View Full Version : Kropotkin Archive



Potemkin
3rd February 2009, 07:14
Greetings,

I apologize if this is inappropriate, but thought I'd use this thread to draw attention to a project that I've been working on for a while. Currently, it's an archive of many of Peter Kropotkin's works -- over 80 at this point.

The idea is to eventually have a comprehensive list of his works on one site, since I had to search a bunch of different sites to find the stuff that I wanted when I was learning about him originally. Also, I'm trying to put them into chronological order, putting them back into context so the user can trace the evolution of his thought.

The hope is for the project to eventually expand to other anarchist-communist thinkers, with a specialty in the more obscure, such as Joseph Dejacque.

If anyone has any English translations of Joseph Dejacque's political writings, I would love to put it on the site.

Anyway, here it is: http://archive.thenuclearsummer.com

Nietzsche's Ghost
3rd February 2009, 16:27
Sweet.
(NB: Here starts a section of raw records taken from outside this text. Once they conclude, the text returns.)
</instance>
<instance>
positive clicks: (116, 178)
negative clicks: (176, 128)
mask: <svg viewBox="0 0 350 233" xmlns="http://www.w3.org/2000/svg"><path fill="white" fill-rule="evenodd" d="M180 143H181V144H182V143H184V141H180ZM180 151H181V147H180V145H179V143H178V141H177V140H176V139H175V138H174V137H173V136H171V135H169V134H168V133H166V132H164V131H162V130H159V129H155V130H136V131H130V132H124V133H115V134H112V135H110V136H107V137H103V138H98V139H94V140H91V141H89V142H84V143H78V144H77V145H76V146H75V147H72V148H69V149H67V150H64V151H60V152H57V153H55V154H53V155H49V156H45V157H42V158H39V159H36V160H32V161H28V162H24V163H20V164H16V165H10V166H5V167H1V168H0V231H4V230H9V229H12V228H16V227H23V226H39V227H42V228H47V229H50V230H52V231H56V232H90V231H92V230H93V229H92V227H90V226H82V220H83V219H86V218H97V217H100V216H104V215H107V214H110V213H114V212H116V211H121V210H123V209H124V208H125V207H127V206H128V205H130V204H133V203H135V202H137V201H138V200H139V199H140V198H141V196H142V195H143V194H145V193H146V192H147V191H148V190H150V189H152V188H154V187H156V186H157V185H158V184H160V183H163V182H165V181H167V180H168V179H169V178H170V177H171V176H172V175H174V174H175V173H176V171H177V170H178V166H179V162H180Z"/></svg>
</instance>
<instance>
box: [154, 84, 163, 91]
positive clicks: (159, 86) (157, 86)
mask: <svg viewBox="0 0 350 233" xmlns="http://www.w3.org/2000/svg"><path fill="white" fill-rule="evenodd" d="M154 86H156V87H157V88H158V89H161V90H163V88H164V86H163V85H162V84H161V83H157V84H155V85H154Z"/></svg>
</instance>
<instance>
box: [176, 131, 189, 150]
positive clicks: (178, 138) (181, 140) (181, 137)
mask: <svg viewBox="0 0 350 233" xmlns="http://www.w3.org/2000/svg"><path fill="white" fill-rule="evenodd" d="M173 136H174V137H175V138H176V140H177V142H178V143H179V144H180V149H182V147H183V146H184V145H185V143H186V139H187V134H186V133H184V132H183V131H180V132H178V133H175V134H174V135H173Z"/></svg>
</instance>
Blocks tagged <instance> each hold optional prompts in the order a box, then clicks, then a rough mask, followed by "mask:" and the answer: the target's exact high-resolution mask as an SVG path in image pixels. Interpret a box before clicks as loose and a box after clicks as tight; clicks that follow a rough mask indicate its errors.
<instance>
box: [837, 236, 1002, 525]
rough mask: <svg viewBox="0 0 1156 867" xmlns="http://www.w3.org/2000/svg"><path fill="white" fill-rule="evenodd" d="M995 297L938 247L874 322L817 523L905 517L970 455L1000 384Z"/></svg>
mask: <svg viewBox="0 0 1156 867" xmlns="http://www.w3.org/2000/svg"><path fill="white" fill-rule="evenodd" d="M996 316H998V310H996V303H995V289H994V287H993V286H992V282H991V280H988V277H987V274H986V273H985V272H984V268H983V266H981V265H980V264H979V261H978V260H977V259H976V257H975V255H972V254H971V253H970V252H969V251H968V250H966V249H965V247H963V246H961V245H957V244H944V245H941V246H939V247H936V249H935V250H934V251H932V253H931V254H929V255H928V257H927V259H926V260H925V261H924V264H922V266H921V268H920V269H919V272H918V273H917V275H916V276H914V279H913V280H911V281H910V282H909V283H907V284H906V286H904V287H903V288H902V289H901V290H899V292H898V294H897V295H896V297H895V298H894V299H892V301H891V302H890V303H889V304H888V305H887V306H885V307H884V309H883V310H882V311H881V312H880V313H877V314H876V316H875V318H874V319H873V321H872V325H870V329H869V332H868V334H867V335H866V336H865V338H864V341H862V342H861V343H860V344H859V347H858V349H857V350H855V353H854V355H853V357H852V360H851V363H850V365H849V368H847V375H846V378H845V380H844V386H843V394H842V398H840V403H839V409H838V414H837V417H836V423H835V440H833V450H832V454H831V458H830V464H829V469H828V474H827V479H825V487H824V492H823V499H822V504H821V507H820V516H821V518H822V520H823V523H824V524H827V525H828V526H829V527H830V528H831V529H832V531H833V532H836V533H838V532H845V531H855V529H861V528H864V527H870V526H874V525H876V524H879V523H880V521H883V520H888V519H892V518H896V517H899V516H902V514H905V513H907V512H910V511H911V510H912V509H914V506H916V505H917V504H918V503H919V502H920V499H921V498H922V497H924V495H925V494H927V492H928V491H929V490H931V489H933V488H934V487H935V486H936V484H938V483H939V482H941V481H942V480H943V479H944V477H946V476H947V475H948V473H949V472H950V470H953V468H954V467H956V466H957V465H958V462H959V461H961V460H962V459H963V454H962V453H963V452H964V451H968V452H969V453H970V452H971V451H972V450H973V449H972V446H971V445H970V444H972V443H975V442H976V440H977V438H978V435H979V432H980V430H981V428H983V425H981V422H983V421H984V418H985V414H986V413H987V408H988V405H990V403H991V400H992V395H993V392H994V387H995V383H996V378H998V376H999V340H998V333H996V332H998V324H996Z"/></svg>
Nice job, comrade

Anarchia
27th April 2009, 09:25
Is everything you have up there already in the library on LibCom.org? If not, you should add it.

Good to see another fan of Dejacque too :)

Agnapostate
27th April 2009, 09:31
Dejacque is entirely unappreciated. My chief reference to him comes in illustrating the intellectually bankrupt origins of right "libertarianism," and the manner in which legitimate libertarians organized long before the propertarian strand broke out, since the first recorded use of the term in print is apparently his.

Anarchia
27th April 2009, 14:58
There's a great letter from him to Proudhon in Robert Graham's edited collection Anarchism: A Documentary History Of Libertarian Ideas—Volume One: From Anarchy To Anarchism (300CE to 1939), where he critiques Proudhon's sexism.

I don't speak French, so what I've read from Dejacque is fairly limited, but he certainly seems to have been way ahead of his time in so many facets of his politics. If there was ever an anarchist that deserves to have more of their work translated, it is surely him.

blackstone
5th May 2009, 22:40
Great job.

Sugar Hill Kevis
6th May 2009, 01:10
the hyperlinked text is really hard to read on that background...

The Idler
7th May 2009, 13:07
the hyperlinked text is really hard to read on that background...
I like the color scheme.

Sean
7th May 2009, 13:17
I like it! Actually I just downloaded the audiobook version of Conquest of Bread from Librivox (http://librivox.org/the-conquest-of-bread-by-peter-kropotkin/) and was listening to it last night (the guy that was reading it has a difficult accent to understand). If you want those quickly converted to HTML too, don't forget that google can render PDFs as HTML or if you'd like I PM me and I could convert them for you when I find time, although it would take longer. It would certainly save you in bandwidth and the PDFs seem to take forever to load.:thumbup1:

blackstone
14th May 2009, 19:08
I actually bought the book a week ago because i couldn't find it online. Damn.